Monday, June 7, 2010

I miss you.

You had many names Charles Raymond Shelburne, Sr., Skeeter, - but you were my Papa. Growing up I remember playing in the pool where you would sweep me into the air and dangle my toes in the water. Your house had stairs to play on and round ice cubes for our drinks. The very first time I ever saw snow – I was holding your hand.


And I loved you so.

At night we’d snuggle on the couch and I’d watch your John Wayne movies because you’d watch my fairy tales. The next day we’d pick fresh, warm strawberries and even in the winter you had frozen ones to go with our rainbow sherbet that you never ran out of. In the summer we’d go out into the garden and eat tommy-toe tomatoes together until our bellies hurt.

And I loved you so.

You always smelled like Old Spice and peppermint.
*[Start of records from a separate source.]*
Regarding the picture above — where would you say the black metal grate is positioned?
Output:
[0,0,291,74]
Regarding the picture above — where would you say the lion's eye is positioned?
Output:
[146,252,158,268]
You would take me and my sisters anywhere we wanted to go on our special days. We’d even go to McDonald’s to order hotdogs – which they never once had – but you always acted surprised.

And I loved you so.

As a child, I marveled at your hats and your walking sticks from the woods; how big and strong your hands were; how the tip of your tongue would wiggle when you were really concentrating; how you could turn your basement into a greenhouse; how wonderful you were. Never once did you upset me. Never once were you cross with me.

And I loved you so.

When I was sixteen years old, you drove a bright, blue Jeep. I told you you were the coolest Papa ever. When I got married last year, you told me that “loving someone was easy to do, but loving them right – everyday no matter what – that was the hard part.” I told you that you made it look easy and that

I loved you so.

The first time I saw you in the nursing home your eyes looked tired. I kissed you on the cheek on you didn’t smell like Old Spice. I gave you a tommy toe tomato and you spit it out. You’d forgotten that you no longer had your bright, blue Jeep. But you held my hand and you told me that you loved me so.

I honestly don’t know just how to tell you goodbye or explain to anyone how very much I will miss my sweet Papa. But when I close my eyes and think of you up in heaven, I just know that when you bump into an angel and they ask you how you are doing, you will smile that handsome smile and say, “I’m fine as frog’s hair and twice as smooth.”